FS118 in acquired resistance head and neck Phase 2 interim update: FS118 appeared to be well tolerated in line with Phase 1 results and has cleared the pre-determined futility hurdle for the initial stage of the head and neck acquired resistance cancer trial. We believe that we are on track to achieve the predefined efficacy levels and are pleased to be observing long-term clinical benefit for patients. The enrollment of the patients for the remainder of the study continues well, paving the way for combination therapy in this hard-to-treat patient population.
FS222 Phase 1 clinical trial update: The monotherapy dose-escalation progresses well.

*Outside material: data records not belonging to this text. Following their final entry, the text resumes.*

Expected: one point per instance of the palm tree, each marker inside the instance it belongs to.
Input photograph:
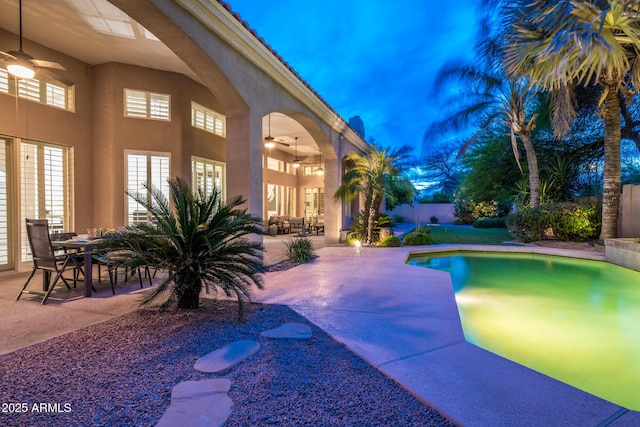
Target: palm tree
(201, 242)
(490, 97)
(559, 44)
(371, 175)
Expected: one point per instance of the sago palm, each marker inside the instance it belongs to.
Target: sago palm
(200, 242)
(560, 44)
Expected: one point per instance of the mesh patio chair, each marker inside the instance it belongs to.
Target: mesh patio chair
(45, 259)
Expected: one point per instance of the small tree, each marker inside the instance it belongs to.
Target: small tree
(372, 175)
(200, 242)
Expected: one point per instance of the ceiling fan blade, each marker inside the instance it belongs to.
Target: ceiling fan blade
(47, 64)
(55, 76)
(7, 56)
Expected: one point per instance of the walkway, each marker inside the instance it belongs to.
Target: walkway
(403, 319)
(400, 318)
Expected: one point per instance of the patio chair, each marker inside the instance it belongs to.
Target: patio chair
(45, 259)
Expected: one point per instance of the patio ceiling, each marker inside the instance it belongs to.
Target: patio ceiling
(96, 32)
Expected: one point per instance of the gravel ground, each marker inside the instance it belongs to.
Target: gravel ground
(120, 373)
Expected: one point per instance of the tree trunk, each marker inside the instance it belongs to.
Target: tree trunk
(534, 174)
(611, 177)
(374, 208)
(188, 293)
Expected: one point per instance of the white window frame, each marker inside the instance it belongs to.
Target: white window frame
(43, 90)
(140, 104)
(311, 170)
(275, 164)
(157, 171)
(208, 120)
(210, 178)
(46, 188)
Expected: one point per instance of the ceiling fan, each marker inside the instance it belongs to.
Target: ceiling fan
(270, 141)
(22, 65)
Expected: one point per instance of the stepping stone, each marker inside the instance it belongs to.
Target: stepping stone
(289, 330)
(198, 404)
(226, 357)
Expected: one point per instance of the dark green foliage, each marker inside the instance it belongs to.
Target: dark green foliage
(199, 241)
(418, 237)
(564, 221)
(438, 197)
(299, 249)
(492, 170)
(390, 242)
(358, 226)
(490, 223)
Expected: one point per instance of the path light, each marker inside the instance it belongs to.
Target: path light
(320, 171)
(296, 161)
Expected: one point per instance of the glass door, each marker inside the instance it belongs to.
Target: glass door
(6, 253)
(313, 204)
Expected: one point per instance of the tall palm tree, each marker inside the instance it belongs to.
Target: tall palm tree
(560, 44)
(490, 97)
(199, 241)
(371, 175)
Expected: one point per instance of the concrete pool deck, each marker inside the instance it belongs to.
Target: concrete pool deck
(403, 320)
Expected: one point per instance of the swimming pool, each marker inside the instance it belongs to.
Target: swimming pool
(574, 320)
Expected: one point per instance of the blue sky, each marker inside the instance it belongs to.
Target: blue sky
(370, 58)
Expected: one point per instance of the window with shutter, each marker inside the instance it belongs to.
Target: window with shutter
(144, 168)
(4, 213)
(207, 119)
(147, 105)
(207, 175)
(44, 188)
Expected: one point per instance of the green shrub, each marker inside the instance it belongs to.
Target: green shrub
(418, 237)
(299, 249)
(440, 198)
(481, 210)
(565, 221)
(490, 223)
(390, 242)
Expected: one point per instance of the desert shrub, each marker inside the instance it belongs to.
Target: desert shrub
(481, 210)
(299, 249)
(565, 221)
(390, 242)
(441, 198)
(490, 223)
(418, 237)
(462, 208)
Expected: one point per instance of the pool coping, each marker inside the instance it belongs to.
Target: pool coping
(422, 347)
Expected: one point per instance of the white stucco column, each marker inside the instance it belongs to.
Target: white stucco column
(244, 159)
(333, 209)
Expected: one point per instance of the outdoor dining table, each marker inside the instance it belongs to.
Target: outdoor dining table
(86, 246)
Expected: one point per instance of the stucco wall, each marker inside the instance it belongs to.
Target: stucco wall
(630, 211)
(114, 134)
(422, 213)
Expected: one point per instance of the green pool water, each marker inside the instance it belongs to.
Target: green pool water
(574, 320)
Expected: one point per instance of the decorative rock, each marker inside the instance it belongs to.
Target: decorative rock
(289, 330)
(198, 404)
(227, 356)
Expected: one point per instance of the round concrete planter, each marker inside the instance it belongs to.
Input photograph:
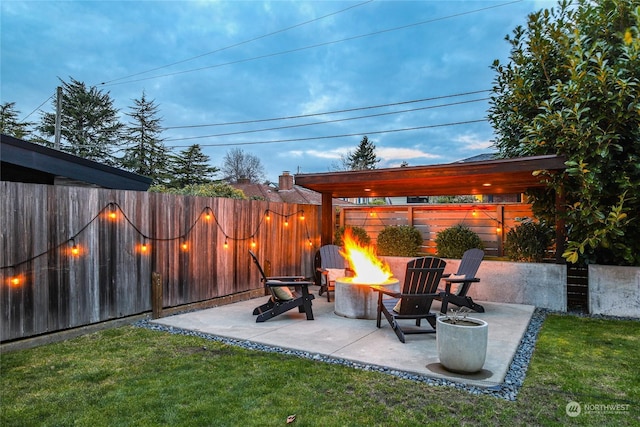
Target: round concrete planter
(462, 347)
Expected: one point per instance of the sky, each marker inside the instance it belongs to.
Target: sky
(296, 83)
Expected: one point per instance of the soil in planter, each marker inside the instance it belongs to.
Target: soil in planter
(461, 322)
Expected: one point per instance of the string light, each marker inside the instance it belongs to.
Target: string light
(74, 248)
(112, 209)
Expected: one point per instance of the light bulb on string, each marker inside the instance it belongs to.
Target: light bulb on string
(75, 250)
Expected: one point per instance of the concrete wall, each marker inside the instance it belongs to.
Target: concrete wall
(541, 285)
(614, 291)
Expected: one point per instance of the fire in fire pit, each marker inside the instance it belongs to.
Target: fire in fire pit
(354, 297)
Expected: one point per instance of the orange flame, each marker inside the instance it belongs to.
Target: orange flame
(363, 261)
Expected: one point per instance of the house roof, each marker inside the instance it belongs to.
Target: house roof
(24, 161)
(501, 176)
(297, 194)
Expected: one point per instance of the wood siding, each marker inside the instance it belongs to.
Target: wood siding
(490, 221)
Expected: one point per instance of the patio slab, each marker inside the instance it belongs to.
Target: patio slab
(359, 340)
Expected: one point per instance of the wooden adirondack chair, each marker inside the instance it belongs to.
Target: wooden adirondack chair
(282, 298)
(327, 262)
(419, 290)
(462, 279)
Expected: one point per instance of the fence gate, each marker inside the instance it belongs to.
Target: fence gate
(578, 288)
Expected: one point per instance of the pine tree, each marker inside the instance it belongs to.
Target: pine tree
(146, 154)
(9, 123)
(191, 167)
(89, 125)
(364, 158)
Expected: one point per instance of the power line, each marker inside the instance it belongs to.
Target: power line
(238, 44)
(348, 110)
(285, 52)
(324, 122)
(337, 136)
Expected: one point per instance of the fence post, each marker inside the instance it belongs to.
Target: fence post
(156, 295)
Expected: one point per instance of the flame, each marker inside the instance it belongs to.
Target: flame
(363, 261)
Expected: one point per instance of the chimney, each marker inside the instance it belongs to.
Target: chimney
(285, 181)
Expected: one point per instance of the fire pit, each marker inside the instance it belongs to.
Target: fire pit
(356, 300)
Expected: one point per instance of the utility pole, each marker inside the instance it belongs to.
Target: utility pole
(56, 144)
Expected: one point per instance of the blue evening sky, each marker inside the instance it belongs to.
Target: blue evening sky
(418, 71)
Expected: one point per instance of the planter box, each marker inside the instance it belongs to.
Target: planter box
(614, 290)
(538, 284)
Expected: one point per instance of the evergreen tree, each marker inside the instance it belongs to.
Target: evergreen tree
(9, 123)
(89, 125)
(364, 158)
(572, 88)
(239, 165)
(146, 154)
(191, 167)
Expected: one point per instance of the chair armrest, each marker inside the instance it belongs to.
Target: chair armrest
(277, 283)
(385, 291)
(474, 279)
(286, 278)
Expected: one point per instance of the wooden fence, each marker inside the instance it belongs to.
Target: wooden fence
(490, 221)
(73, 256)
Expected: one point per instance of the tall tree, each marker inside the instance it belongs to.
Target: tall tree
(239, 165)
(145, 154)
(191, 167)
(9, 122)
(572, 87)
(89, 125)
(364, 157)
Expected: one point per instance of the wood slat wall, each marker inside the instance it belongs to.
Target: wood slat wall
(111, 277)
(484, 219)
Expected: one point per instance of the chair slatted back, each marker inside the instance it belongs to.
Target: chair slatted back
(422, 277)
(328, 256)
(470, 263)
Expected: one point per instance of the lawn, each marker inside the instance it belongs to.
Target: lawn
(132, 376)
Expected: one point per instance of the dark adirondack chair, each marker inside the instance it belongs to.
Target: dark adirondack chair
(419, 290)
(282, 298)
(464, 277)
(328, 260)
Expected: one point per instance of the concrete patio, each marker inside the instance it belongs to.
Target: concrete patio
(359, 340)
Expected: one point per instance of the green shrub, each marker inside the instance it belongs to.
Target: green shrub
(403, 240)
(528, 241)
(358, 233)
(454, 241)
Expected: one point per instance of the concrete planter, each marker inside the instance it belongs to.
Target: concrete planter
(462, 347)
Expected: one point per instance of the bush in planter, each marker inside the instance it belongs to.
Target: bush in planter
(403, 240)
(454, 241)
(358, 233)
(528, 241)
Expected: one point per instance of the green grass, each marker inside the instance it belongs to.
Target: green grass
(137, 377)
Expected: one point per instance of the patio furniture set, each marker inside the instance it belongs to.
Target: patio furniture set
(413, 301)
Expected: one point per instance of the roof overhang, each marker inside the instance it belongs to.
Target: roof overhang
(35, 157)
(502, 176)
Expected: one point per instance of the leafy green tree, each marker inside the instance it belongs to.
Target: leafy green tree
(145, 154)
(211, 189)
(239, 165)
(572, 87)
(191, 167)
(10, 124)
(89, 124)
(364, 157)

FS222 has demonstrated emerging clinical antitumor activity with a tolerability profile typical of checkpoint inhibitors and elicits dose-dependent increases in soluble CD137 and PD-L1 levels, indicative of target engagement and increases in immune cell activation and proliferation.
FS120 Initiation of KEYTRUDA combination dosing: Pharmacologically active dose levels have been reached and we have initiated dose escalation of FS120 in combination with Keytruda.
FS118 poster presented at the American Association for Cancer Research (AACR) (Free AACR Whitepaper) 2022 Annual Meeting demonstrating a novel LAG-3 reduction and shedding mechanism: Data revealed that the unique tetravalent structure of FS118 plays a critical role in evoking LAG-3 shedding, and cell surface reduction, in tumor-infiltrating lymphocytes (TILs), enabling FS118 to overcome compensatory upregulation of LAG-3 induced by PD-(L)1 blockade.
Second Quarter 2022 Financial Summary:

Cash Position
Cash and cash equivalents were $53.0 million as of June 30, 2022, compared to $78.5 million at December 31, 2021.

R&D Expense
R&D expenses were $8.7 million for the quarter ended June 30, 2022, compared to $8.3 million for the corresponding quarter in 2021. The $0.4 million increase is primarily due to an increase of $2.9 million in clinical trial costs, $0.9 million of R&D consulting, staff and other R&D costs, offset by the UK R&D tax credit of $3.4 million, which is treated as a reduction in expense.

G&A Expense
G&A expenses were $7.5 million for the quarter ended June 30, 2022, compared to $6.5 million for the second quarter 2021. This $1.0 million increase is primarily due to $2.5 million in transaction related costs, offset by reductions of $1.0 million of non-transaction related legal and professional fees, $0.4 million in stock-based compensation expense and $0.1 million in other G&A expense.

Net Loss Attributable to Common Shareholders
Net loss was $19.0 million or a loss per share of $0.88 (basic and diluted) for the quarter ended June 30, 2022, as compared to a net loss of $15.5 million or a loss per share of $0.91 (basic and diluted) for the quarter ended June 30, 2021.

Conference Call and Webcast:

F-star will not be hosting a conference call to discuss Q2 2022 financial results or corporate update in light of the pending transaction with invoX Pharma announced on June 23, 2022.